Why Columbus-based group investment platform Tribevest wanted to sell hundreds of small equity stakes


Travis Smith Tribevest
Travis Smith, CEO of Tribevest LLC.
Rick Harrison

A Columbus startup that makes it easy to pool investments in real estate, startups or other equities has become one of those investments for more than 400 members.

Tribevest LLC this month closed an $894,000 community round, through the platform Wefunder and some individuals. Most investors put in about $10,000; the range was $100 to $100,000. The round values the company at $20 million, according to regulatory filings.

The campaign came about at the request of many of its "tribes," co-founder and CEO Travis Smith said.

"More important than the size of the check that was written is how many people reached into their wallet, pulled out their hard-earned cash and wanted to be part of what we're building," Smith said in an interview. "It was more than just an investment. It was this genuine passion and excitement for what we were doing.

"So many people said, 'You've built the platform I've been thinking about for years.'"

CheckFree founder Pete Kight, the dean of fintech startups who created the backbone of online bill payments, was the first and lead investor in the round. Kight has been a mentor to Smith since he saw him give a talk at Rev1 Ventures.

"He started CheckFree in his grandmother's basement in Worthington," Smith said. "Here's a normal guy from the town we're building the business in, that built a unicorn in an even more difficult time."

CheckFree moved to the Atlanta area in 1996, the year after its IPO. Fiserv Inc. acquired it for $4.4 billion in 2007. Now living in Denver, Kight has invested in and advised several Central Ohio startups.

Kight has said he had to move the headquarters because Central Ohio lacked the excitement around technology it enjoys today. The region has especially become a fintech hub.

"We just continue to see the community grow," Smith said. "A number of our employees come from other startups; that's how you know the community's maturing."

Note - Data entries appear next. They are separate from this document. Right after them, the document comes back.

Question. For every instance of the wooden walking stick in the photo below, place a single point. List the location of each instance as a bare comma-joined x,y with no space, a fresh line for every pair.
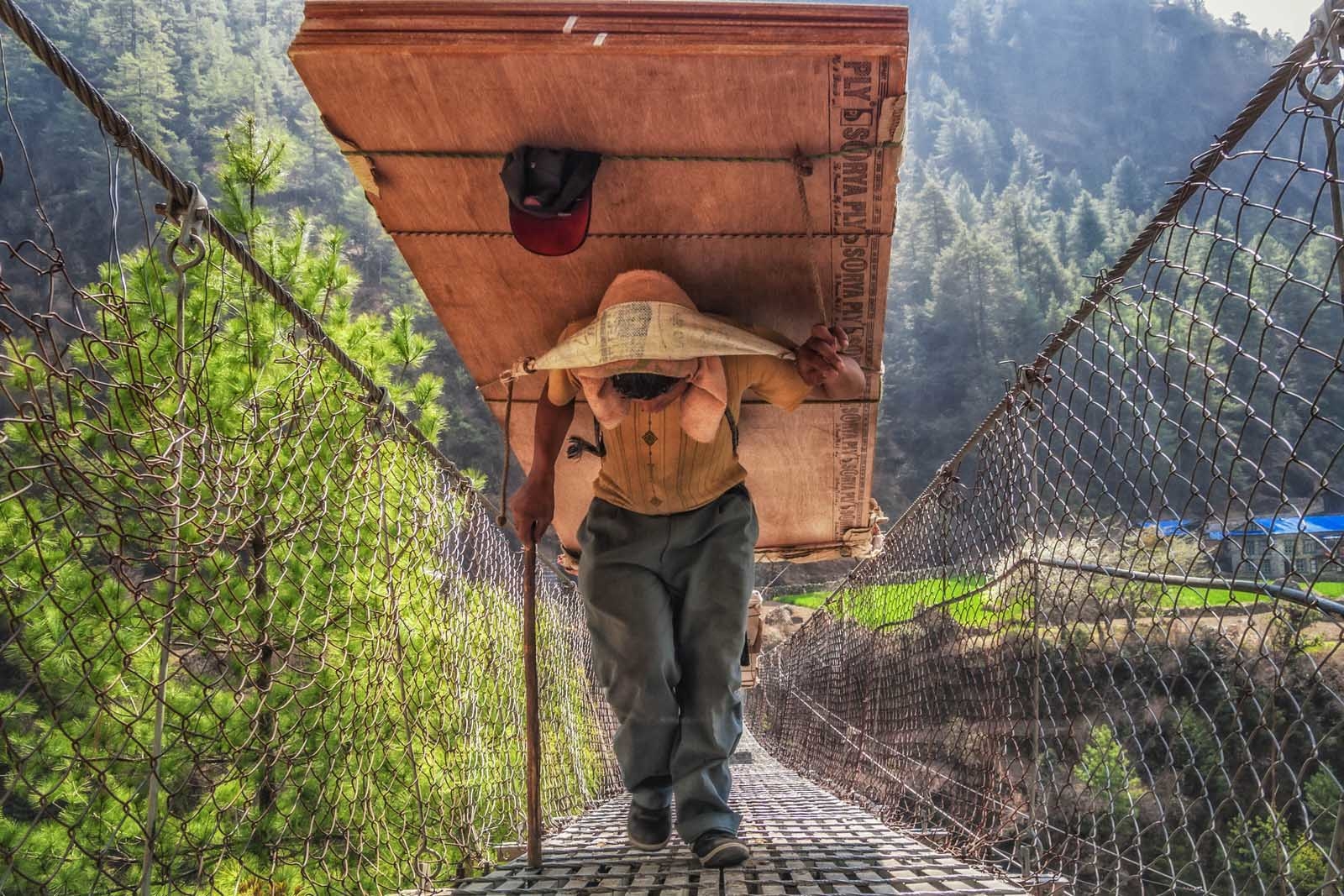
534,718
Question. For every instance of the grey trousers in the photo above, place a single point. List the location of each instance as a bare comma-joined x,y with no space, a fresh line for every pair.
667,606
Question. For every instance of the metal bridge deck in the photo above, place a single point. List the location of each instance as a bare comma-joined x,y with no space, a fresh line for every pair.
803,841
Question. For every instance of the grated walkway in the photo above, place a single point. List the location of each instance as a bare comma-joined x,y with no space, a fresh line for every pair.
803,840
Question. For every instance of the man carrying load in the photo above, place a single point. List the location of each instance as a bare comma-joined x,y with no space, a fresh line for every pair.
669,542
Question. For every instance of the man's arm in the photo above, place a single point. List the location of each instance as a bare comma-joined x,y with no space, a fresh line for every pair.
824,367
534,503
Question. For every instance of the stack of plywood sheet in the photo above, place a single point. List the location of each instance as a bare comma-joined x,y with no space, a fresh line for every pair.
701,110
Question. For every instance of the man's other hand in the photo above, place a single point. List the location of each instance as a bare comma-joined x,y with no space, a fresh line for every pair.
819,358
534,506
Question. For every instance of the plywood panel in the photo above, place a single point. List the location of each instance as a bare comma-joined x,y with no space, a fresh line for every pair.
699,110
763,282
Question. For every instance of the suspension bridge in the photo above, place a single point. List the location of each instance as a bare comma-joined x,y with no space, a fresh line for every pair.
260,636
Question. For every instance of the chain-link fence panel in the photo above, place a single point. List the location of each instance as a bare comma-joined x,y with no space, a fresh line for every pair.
1104,651
255,636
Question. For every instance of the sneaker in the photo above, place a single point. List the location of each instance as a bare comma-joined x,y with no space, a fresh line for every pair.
719,849
649,829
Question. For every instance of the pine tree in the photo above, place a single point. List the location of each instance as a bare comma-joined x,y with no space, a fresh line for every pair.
1126,188
1086,231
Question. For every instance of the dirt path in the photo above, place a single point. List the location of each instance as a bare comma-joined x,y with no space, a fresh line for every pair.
780,621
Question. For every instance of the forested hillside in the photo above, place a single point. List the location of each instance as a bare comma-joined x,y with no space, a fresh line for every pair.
1041,134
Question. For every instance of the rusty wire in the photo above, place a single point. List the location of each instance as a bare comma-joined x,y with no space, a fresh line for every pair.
255,636
1104,652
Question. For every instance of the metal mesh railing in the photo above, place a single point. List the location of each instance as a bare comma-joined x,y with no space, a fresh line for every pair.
1105,649
255,636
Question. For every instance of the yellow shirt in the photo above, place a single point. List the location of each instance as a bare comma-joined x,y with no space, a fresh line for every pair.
652,466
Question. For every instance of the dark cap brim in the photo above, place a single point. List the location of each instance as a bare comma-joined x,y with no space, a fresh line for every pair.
555,235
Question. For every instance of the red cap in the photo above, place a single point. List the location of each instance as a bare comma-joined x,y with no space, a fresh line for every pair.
555,234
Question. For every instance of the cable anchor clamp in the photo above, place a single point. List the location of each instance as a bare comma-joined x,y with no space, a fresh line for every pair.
1328,63
188,248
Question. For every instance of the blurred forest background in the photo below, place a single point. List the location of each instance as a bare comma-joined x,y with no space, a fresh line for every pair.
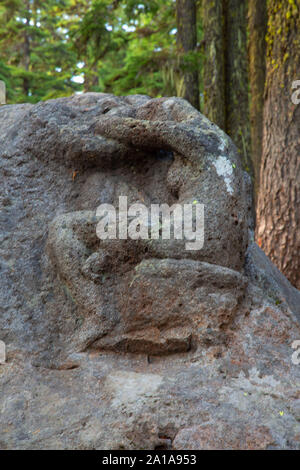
237,61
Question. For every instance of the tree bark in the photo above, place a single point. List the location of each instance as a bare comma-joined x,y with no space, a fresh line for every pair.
214,62
236,72
226,71
278,213
187,83
257,26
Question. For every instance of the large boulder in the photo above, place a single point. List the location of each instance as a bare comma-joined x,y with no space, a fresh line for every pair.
144,343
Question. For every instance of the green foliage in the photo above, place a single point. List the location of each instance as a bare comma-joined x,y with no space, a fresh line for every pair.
122,47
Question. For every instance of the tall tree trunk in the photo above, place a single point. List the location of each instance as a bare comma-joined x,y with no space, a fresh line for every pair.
257,25
226,72
26,52
278,213
188,82
214,65
236,71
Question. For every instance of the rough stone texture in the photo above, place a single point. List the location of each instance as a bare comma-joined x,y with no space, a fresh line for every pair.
136,344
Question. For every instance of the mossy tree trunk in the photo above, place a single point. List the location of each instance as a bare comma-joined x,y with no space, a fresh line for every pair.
187,83
257,25
226,71
236,73
214,62
278,214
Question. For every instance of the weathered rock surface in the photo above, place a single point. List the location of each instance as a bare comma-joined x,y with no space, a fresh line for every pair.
136,344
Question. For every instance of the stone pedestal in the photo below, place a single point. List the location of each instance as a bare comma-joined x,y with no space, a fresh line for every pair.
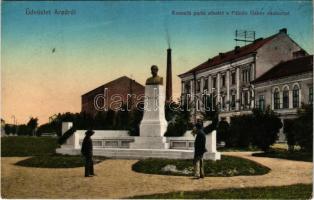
153,125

Tribevest automates steps for group investing that used to take weeks, such as forming an LLC, opening bank accounts and keeping up with regulatory compliance. Members put their ground rules in writing, such as how shares are divided or how one member can buy out of the group later, to prevent future drama. Revenue comes from an up-front fee and software subscription.

The group equity round follows the startup's $3 million seed round this January. With one-and-a-half year's worth of operating cushion in hand, Smith said, the seven-person business can pursue growth even in the face of an economic downturn.

Tribevest is on track to grow revenue by fivefold this year and hit recurring revenue that annualizes to $4 million next year, he said.

Venture capitalists used to look down on equity crowdfunding, as if it were a startup's last resort. Plus hundreds of individuals make for a crowded cap table. But platforms like Wefunder simplify the structure, making a single group the owner.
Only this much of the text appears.